Segundo S. Exa., a experiência já existente quando a Advocacia da União é chamada a representar agentes públicos poderia servir de modelo. Nessas situações, a instituição avalia previamente a legitimidade do ato administrativo questionado para definir se prestará ou não a defesa.
Mendonça propôs que, nos casos de repatriação de crianças, a AGU faça análise semelhante: primeiro, na fase inicial do processo, verificando se estão presentes os pressupostos de legitimidade; depois, durante a tramitação, avaliando a continuidade da representação quando surgirem elementos que indiquem violência contra a mulher ou contra a criança.
"Quando se verifica que a representação é em relação a uma pessoa que praticou violência, e já há elementos suficientes nesse sentido, a AGU tem que reavaliar a sua posição", afirmou. Para o ministro, nessas hipóteses a instituição não estaria obrigada a manter a representação e, ao se abster, não violaria a Convenção da Haia.
Mendonça consignou em seu voto que a partir da decisão do Supremo a AGU deverá procedimentalizar sua atuação, estabelecendo critérios claros que considerem as premissas fixadas no julgamento.
Confira:
Atuação da AGU
A controvérsia expôs as diferenças entre as funções da AGU.

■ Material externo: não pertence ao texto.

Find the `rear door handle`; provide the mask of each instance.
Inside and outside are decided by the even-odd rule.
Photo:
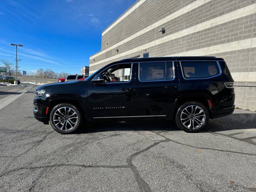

Prevista no art. 131 da CF e regulada pela LC 73/93, a advocacia-Geral tem como missão central representar judicial e extrajudicialmente a União, assegurando a defesa dos interesses diretos do Estado brasileiro.
No âmbito da cooperação jurídica internacional, como ocorre nos pedidos de repatriação de menores, o CPC (art. 33) atribui à AGU a incumbência de ajuizar medidas solicitadas pelo ministério da Justiça, que atua como Autoridade Central.
Trata-se, portanto, de uma atuação estatal voltada a cumprir obrigações assumidas em tratados.